Canada has passed legislation that bans keeping whales, dolphins and porpoises in captivity for entertainment, as well as the trade, possession, capture and breeding of cetaceans. Bill S-203, known as the Ending the Captivity of Whales and Dolphins Act, passed third reading in the House of Commons on June 10; it was introduced in December 2015.

The legislation (dubbed as the Free Willy Bill, after the 1993 movie) amends the Criminal Code and bans the keeping and breeding of cetaceans, which includes whales, dolphins and porpoises. Those breaking the ban could face fines of up to $200,000 with exemptions for injured animals in need of rehabilitation and for scientific research.

 

Whales and dolphins that are already in captivity will be grandfathered in by the Bill, meaning parks can keep all the animals they currently own.The Bill also restricts the importing and exporting of these animals, and bans making them perform for entertainment.

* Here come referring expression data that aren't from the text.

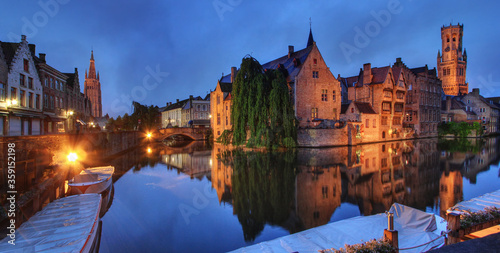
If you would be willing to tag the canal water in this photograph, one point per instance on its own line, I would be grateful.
(214, 199)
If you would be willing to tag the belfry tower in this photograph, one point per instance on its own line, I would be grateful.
(92, 88)
(452, 65)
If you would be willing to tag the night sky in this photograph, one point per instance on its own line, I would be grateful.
(154, 52)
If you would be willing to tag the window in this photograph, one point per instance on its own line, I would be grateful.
(314, 113)
(22, 96)
(22, 79)
(398, 107)
(2, 92)
(324, 192)
(26, 65)
(383, 121)
(13, 93)
(30, 99)
(386, 106)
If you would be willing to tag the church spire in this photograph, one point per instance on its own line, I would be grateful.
(92, 74)
(310, 41)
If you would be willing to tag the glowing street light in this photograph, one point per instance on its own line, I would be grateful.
(72, 157)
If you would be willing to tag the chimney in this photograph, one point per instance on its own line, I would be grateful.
(475, 91)
(290, 51)
(367, 73)
(233, 74)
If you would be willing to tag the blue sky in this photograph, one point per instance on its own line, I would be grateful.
(154, 52)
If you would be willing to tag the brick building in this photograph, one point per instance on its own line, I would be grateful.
(315, 92)
(92, 88)
(23, 91)
(78, 106)
(488, 111)
(423, 99)
(385, 92)
(54, 97)
(452, 64)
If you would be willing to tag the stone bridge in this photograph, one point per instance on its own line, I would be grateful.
(197, 134)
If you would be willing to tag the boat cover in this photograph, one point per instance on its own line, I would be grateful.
(62, 226)
(479, 203)
(92, 176)
(414, 227)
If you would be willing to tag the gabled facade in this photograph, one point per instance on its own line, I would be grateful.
(54, 97)
(315, 92)
(488, 111)
(422, 104)
(362, 112)
(385, 92)
(220, 104)
(23, 90)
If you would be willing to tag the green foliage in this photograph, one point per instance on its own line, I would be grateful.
(475, 218)
(459, 129)
(263, 188)
(372, 246)
(261, 105)
(225, 137)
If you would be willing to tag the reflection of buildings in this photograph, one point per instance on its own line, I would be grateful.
(196, 164)
(318, 190)
(221, 174)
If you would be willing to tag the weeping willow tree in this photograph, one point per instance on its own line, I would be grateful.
(261, 105)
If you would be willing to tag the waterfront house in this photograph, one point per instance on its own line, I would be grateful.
(23, 92)
(315, 92)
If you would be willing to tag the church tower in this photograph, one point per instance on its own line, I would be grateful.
(452, 64)
(92, 88)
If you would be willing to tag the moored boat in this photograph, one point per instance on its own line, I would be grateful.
(92, 180)
(69, 224)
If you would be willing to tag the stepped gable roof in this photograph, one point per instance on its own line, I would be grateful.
(343, 108)
(349, 81)
(177, 105)
(9, 50)
(379, 74)
(291, 64)
(364, 107)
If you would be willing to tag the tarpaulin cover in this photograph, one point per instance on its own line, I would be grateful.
(479, 203)
(62, 226)
(414, 228)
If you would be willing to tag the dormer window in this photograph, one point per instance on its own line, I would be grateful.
(26, 65)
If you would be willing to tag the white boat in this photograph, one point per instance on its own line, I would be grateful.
(92, 180)
(418, 231)
(69, 224)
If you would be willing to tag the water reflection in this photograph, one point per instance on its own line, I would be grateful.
(248, 197)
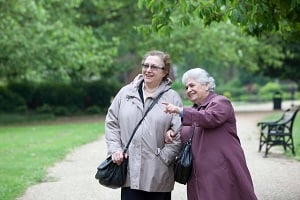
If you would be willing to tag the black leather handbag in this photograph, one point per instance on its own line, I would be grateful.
(110, 174)
(184, 163)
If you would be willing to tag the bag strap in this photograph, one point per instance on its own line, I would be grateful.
(139, 123)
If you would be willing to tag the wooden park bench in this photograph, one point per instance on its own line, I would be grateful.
(279, 132)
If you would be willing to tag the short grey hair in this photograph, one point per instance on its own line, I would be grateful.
(201, 76)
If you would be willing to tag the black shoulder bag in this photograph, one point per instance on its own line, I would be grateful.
(184, 162)
(110, 174)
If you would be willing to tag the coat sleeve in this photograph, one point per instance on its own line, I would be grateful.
(215, 114)
(170, 151)
(112, 127)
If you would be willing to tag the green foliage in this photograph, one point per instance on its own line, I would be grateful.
(57, 98)
(44, 144)
(11, 102)
(44, 41)
(255, 17)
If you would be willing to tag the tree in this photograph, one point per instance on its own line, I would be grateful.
(255, 17)
(42, 40)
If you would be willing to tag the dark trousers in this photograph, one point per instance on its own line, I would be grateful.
(130, 194)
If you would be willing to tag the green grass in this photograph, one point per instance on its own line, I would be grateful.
(26, 151)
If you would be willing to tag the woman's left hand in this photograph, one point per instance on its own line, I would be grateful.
(170, 108)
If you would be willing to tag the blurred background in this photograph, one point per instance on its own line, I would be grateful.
(63, 58)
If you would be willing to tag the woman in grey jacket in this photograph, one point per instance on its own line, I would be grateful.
(150, 171)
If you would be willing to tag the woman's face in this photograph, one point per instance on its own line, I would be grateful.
(195, 91)
(153, 71)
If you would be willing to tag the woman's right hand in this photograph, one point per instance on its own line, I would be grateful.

“The passage of Bill S-203 marks a milestone in the protection of marine animals and is a victory for all Canadians who want to create a more humane country,” says Oakville & Milton Humane Society (OMHS) executive director Rick Perciante. “On behalf of OMHS I want to congratulate Humane Canada and the sponsors of this Bill as well as the Canadian government for its leadership on this important animal welfare issue.”

Only two facilities in Canada currently keep whales –  the Vancouver Aquarium and Marineland, a theme park in Niagara Falls, Ontario. With the change in legislation, these facilities will no longer be able to breed or import any new cetaceans into their facilities.